169.     "The first step therefore towards the redemption or recovery of man, beginning to fall, was the taking of his Eve out of him. . . . God took part of his nature out of him, so that the eye of his desire, which was turned to the life of this world, might be directed to that part of his nature that was taken from him. And this is the reason of my saying before, that this was chosen as a less evil, and to avoid a greater; for it was a less degree of falling from his first perfection to love the female part of his own divided nature, than to turn his love towards that which was so much lower than his nature. And thus, at that time, Eve was an help that was truly and properly meet for him."

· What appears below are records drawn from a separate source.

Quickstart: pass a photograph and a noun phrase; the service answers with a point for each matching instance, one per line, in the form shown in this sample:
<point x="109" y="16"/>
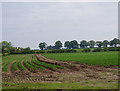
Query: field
<point x="61" y="71"/>
<point x="94" y="58"/>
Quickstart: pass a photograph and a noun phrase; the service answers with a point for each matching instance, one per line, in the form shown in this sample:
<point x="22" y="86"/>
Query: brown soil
<point x="72" y="72"/>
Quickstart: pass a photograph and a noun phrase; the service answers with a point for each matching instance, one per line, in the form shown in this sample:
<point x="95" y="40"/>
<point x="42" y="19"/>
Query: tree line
<point x="8" y="48"/>
<point x="83" y="44"/>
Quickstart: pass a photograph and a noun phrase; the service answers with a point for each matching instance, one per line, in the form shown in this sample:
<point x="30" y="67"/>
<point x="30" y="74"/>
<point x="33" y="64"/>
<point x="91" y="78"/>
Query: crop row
<point x="28" y="62"/>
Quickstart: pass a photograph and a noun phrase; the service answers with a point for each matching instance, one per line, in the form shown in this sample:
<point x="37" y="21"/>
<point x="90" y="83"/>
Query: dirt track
<point x="73" y="72"/>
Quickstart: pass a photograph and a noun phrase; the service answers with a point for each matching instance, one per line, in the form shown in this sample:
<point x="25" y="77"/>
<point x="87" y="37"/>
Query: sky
<point x="27" y="23"/>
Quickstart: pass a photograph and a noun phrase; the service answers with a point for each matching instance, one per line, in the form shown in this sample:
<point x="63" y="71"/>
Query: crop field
<point x="29" y="62"/>
<point x="91" y="58"/>
<point x="68" y="71"/>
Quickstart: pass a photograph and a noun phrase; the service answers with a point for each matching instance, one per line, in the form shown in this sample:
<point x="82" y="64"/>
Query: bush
<point x="86" y="50"/>
<point x="42" y="51"/>
<point x="105" y="49"/>
<point x="114" y="49"/>
<point x="98" y="50"/>
<point x="61" y="51"/>
<point x="5" y="54"/>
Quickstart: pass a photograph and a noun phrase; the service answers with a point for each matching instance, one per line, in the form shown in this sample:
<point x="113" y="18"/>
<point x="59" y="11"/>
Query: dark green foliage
<point x="86" y="50"/>
<point x="58" y="44"/>
<point x="61" y="51"/>
<point x="98" y="50"/>
<point x="84" y="44"/>
<point x="42" y="45"/>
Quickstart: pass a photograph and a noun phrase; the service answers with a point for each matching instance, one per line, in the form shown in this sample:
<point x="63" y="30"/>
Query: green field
<point x="92" y="58"/>
<point x="24" y="62"/>
<point x="78" y="85"/>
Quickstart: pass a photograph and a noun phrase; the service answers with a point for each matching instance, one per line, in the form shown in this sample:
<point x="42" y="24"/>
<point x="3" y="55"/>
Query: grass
<point x="77" y="85"/>
<point x="92" y="58"/>
<point x="45" y="64"/>
<point x="10" y="58"/>
<point x="14" y="66"/>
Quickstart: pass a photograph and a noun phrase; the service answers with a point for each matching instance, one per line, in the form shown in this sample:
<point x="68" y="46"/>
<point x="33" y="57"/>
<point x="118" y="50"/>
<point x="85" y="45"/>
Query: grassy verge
<point x="92" y="58"/>
<point x="57" y="86"/>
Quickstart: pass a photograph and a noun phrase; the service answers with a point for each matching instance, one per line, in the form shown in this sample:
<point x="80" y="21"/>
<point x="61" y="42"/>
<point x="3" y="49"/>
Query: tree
<point x="91" y="43"/>
<point x="105" y="43"/>
<point x="115" y="42"/>
<point x="74" y="44"/>
<point x="99" y="43"/>
<point x="42" y="45"/>
<point x="67" y="44"/>
<point x="84" y="44"/>
<point x="6" y="46"/>
<point x="50" y="47"/>
<point x="58" y="44"/>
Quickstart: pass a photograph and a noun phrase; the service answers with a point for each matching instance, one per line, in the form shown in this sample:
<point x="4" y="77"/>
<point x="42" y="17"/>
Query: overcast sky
<point x="28" y="24"/>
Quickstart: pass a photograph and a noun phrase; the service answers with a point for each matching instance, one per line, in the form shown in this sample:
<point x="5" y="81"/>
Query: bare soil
<point x="72" y="72"/>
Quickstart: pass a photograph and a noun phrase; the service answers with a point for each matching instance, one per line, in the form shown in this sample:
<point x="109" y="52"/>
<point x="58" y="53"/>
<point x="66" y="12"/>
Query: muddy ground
<point x="72" y="72"/>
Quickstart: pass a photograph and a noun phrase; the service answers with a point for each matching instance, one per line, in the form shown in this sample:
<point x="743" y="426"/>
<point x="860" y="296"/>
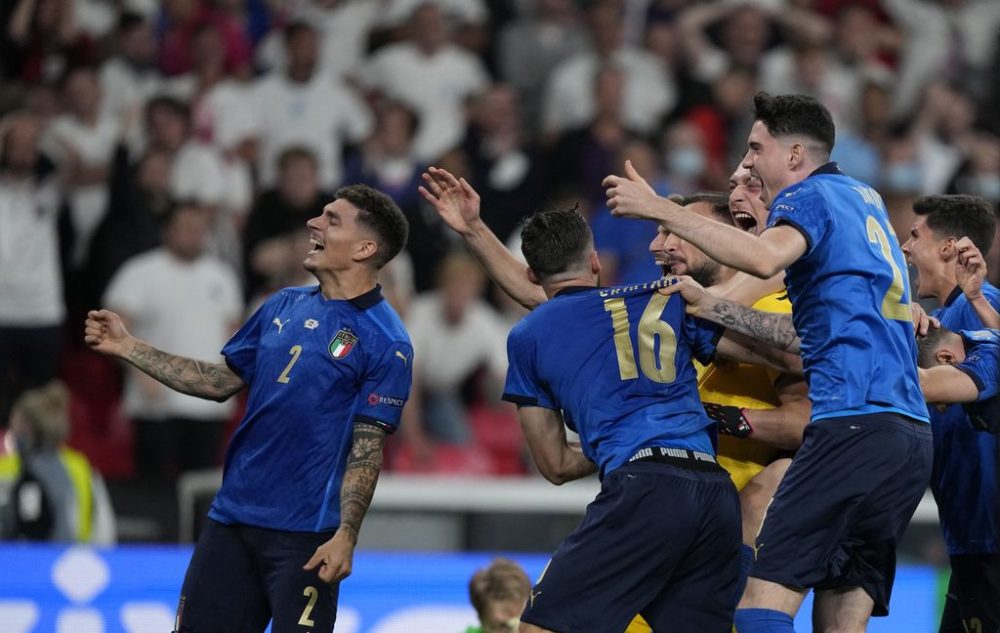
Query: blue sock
<point x="763" y="621"/>
<point x="746" y="559"/>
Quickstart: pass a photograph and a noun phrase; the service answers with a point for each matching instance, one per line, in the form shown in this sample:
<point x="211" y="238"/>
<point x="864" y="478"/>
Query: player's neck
<point x="347" y="284"/>
<point x="554" y="284"/>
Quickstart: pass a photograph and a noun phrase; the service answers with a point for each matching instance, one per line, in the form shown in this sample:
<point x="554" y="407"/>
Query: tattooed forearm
<point x="774" y="329"/>
<point x="213" y="381"/>
<point x="364" y="463"/>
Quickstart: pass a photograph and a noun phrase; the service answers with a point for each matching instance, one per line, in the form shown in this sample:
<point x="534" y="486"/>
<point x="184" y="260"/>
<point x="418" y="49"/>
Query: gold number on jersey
<point x="295" y="352"/>
<point x="893" y="306"/>
<point x="656" y="367"/>
<point x="313" y="594"/>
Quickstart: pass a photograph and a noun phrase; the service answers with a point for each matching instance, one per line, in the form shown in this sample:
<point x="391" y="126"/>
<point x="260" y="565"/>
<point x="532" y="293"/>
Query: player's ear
<point x="366" y="250"/>
<point x="947" y="249"/>
<point x="532" y="277"/>
<point x="945" y="356"/>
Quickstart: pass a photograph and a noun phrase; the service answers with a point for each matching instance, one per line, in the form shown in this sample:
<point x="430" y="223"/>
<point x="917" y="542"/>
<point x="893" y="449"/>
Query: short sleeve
<point x="808" y="213"/>
<point x="241" y="350"/>
<point x="703" y="337"/>
<point x="983" y="366"/>
<point x="386" y="388"/>
<point x="524" y="387"/>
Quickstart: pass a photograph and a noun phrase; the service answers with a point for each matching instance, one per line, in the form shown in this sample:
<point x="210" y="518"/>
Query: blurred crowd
<point x="161" y="158"/>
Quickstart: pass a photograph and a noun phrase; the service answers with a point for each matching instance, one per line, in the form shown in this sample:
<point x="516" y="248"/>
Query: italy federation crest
<point x="342" y="344"/>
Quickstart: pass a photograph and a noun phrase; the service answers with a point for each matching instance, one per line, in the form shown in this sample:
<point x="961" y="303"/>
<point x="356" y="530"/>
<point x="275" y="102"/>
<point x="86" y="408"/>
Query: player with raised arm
<point x="945" y="246"/>
<point x="614" y="364"/>
<point x="329" y="369"/>
<point x="866" y="458"/>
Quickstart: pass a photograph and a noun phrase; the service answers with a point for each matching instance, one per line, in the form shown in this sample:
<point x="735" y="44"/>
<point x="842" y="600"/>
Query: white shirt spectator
<point x="68" y="138"/>
<point x="318" y="114"/>
<point x="461" y="11"/>
<point x="189" y="308"/>
<point x="435" y="86"/>
<point x="30" y="279"/>
<point x="649" y="91"/>
<point x="343" y="30"/>
<point x="447" y="353"/>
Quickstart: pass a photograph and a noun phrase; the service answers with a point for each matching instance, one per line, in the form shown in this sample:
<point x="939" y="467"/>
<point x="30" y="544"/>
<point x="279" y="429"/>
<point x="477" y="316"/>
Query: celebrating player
<point x="868" y="432"/>
<point x="945" y="246"/>
<point x="329" y="368"/>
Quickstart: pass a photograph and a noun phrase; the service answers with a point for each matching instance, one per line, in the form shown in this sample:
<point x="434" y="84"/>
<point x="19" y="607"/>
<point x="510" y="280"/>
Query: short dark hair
<point x="928" y="344"/>
<point x="554" y="240"/>
<point x="798" y="115"/>
<point x="382" y="215"/>
<point x="959" y="215"/>
<point x="718" y="200"/>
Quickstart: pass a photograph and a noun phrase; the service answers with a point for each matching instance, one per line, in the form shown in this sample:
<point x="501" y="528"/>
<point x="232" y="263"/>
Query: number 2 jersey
<point x="850" y="298"/>
<point x="617" y="362"/>
<point x="315" y="368"/>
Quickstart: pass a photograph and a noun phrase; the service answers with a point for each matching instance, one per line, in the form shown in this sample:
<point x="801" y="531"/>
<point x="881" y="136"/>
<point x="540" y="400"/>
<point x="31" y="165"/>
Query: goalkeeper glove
<point x="732" y="420"/>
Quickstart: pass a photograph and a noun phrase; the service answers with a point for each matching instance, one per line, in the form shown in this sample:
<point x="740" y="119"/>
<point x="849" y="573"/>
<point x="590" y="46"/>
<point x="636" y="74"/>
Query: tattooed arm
<point x="364" y="463"/>
<point x="105" y="333"/>
<point x="773" y="329"/>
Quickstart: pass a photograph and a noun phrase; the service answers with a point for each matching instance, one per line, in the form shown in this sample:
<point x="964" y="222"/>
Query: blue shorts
<point x="844" y="503"/>
<point x="240" y="578"/>
<point x="662" y="539"/>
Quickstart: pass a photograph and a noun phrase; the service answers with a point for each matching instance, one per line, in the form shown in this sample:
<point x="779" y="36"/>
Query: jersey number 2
<point x="656" y="367"/>
<point x="893" y="306"/>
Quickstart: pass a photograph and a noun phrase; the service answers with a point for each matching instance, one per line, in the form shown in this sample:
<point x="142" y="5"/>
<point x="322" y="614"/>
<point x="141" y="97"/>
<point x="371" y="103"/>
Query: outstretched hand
<point x="630" y="196"/>
<point x="104" y="332"/>
<point x="694" y="293"/>
<point x="454" y="198"/>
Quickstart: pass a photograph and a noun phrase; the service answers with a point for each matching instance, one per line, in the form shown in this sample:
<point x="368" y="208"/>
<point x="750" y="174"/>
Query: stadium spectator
<point x="302" y="106"/>
<point x="178" y="297"/>
<point x="82" y="142"/>
<point x="432" y="76"/>
<point x="455" y="334"/>
<point x="274" y="235"/>
<point x="498" y="593"/>
<point x="532" y="46"/>
<point x="31" y="281"/>
<point x="647" y="92"/>
<point x="49" y="491"/>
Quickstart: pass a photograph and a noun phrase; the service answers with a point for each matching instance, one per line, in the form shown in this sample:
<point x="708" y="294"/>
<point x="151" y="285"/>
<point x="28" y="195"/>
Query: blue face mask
<point x="902" y="178"/>
<point x="686" y="162"/>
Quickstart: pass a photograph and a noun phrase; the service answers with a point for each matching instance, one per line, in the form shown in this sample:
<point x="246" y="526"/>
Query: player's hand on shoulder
<point x="105" y="332"/>
<point x="694" y="293"/>
<point x="922" y="322"/>
<point x="731" y="419"/>
<point x="333" y="559"/>
<point x="454" y="198"/>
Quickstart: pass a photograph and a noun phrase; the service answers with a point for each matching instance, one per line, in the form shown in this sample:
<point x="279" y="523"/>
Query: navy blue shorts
<point x="240" y="578"/>
<point x="844" y="504"/>
<point x="660" y="539"/>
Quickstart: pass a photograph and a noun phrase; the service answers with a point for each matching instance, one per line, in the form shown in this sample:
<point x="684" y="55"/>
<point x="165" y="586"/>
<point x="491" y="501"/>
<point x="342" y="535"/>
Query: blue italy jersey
<point x="315" y="367"/>
<point x="965" y="460"/>
<point x="617" y="362"/>
<point x="850" y="299"/>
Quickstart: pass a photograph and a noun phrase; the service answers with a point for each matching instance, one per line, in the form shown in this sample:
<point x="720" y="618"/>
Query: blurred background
<point x="161" y="158"/>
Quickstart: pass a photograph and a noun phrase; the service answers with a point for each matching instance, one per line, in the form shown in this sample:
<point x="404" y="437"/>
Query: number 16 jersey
<point x="617" y="362"/>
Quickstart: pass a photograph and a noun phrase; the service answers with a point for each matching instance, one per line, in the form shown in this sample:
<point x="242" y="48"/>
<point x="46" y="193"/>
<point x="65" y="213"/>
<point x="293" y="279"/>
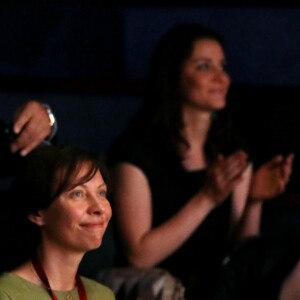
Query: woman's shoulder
<point x="15" y="287"/>
<point x="97" y="290"/>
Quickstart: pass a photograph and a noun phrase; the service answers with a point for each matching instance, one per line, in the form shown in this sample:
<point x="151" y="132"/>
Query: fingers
<point x="224" y="174"/>
<point x="31" y="124"/>
<point x="233" y="166"/>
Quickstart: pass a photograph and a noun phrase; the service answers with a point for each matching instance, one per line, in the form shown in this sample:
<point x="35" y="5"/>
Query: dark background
<point x="87" y="60"/>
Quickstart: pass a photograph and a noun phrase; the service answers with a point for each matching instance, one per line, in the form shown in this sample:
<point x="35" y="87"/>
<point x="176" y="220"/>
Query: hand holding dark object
<point x="271" y="178"/>
<point x="224" y="174"/>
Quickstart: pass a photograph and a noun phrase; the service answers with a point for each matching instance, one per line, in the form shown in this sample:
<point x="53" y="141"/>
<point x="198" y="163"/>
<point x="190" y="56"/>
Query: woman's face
<point x="77" y="219"/>
<point x="204" y="81"/>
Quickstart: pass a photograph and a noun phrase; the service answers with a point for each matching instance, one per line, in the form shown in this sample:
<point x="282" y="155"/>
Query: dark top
<point x="199" y="259"/>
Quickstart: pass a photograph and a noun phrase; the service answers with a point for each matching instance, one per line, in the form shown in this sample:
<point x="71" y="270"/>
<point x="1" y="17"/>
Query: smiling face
<point x="204" y="81"/>
<point x="77" y="218"/>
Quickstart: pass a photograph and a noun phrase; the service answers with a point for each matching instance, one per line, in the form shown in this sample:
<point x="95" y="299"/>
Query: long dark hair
<point x="162" y="106"/>
<point x="41" y="177"/>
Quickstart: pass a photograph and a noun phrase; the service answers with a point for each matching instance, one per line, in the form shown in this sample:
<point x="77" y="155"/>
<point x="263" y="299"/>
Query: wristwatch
<point x="52" y="122"/>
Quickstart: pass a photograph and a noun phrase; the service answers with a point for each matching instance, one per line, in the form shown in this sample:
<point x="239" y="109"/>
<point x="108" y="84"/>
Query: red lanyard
<point x="41" y="273"/>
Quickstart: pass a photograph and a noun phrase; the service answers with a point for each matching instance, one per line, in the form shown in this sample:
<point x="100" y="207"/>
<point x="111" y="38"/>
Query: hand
<point x="224" y="174"/>
<point x="31" y="125"/>
<point x="271" y="178"/>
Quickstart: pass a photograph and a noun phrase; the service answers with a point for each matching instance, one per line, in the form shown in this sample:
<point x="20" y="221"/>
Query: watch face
<point x="6" y="135"/>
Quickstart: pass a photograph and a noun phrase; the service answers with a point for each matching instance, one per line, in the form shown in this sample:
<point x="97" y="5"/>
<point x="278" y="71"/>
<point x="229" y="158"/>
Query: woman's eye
<point x="204" y="67"/>
<point x="103" y="193"/>
<point x="77" y="194"/>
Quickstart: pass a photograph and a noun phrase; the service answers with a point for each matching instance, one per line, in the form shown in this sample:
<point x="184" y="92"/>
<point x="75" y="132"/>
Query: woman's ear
<point x="36" y="218"/>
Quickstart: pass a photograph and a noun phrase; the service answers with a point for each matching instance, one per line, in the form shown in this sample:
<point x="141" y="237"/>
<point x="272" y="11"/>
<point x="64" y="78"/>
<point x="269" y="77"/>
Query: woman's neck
<point x="196" y="125"/>
<point x="60" y="269"/>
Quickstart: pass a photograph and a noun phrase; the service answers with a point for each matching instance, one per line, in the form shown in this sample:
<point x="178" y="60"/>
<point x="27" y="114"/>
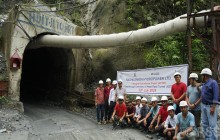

170.     We have no reason for inferring here that this interest and desire of Adam for the animals about him, of which the writer speaks, was sensual, in our use of that term; but Adam was beginning to lose delight in communion with God, to take a correspondingly greater interest in the natural creation about him; he was becoming more material in his interests. God would instruct him that they were not suitable as his companions and equals, by supplying him with a help meet for him. "But for man there was not found an help meet for him" was the verdict, after Adam had surveyed all the animals, and named them. But to what purpose this division of man into male and female, that through the woman half, in cooperation with the divine will, deliverance from sin might come, unless God's primal intention in it was THE INDEPENDENCE OF THE FEMALE from all dominion but God's! And what could more completely frustrate this beneficent plan than to teach her that God demands that she submerge her identity in man?

171.     We have preferred to quote the teachings of a highly esteemed and widely known theologian; gifted as a writer to a very unusual degree; reputed as a veritable saint; removed by his very sex from all imputation of sex bias in his opinion,—a view that he considered to be necessitated by  the general tenor of Scriptural teaching as to the fall and redemption of man. We believe that his view will appeal to the consciousness of every thoughtful woman as at least far superior to the more generally-accepted rabbinical view, especially after a careful re-reading of the first three chapters of Genesis. We do not set forth William Law as an infallible guide; but we do contend that his very holiness of life may have enabled him to examine impartially and expound clearly the simple teaching of the Bible at this point, where the blindness of sex-bias and of self-interest would lead others astray. Certain we are that the ordinary rabbinical view, that woman rests under the curse of God, a slave to the base passions of men, is both cruel and immoral, as well as being contrary to the plain teachings of Scripture. Almost any view of the matter would be more creditable to a Christian, which at all agreed with the Scriptures, than the one at present generally taught.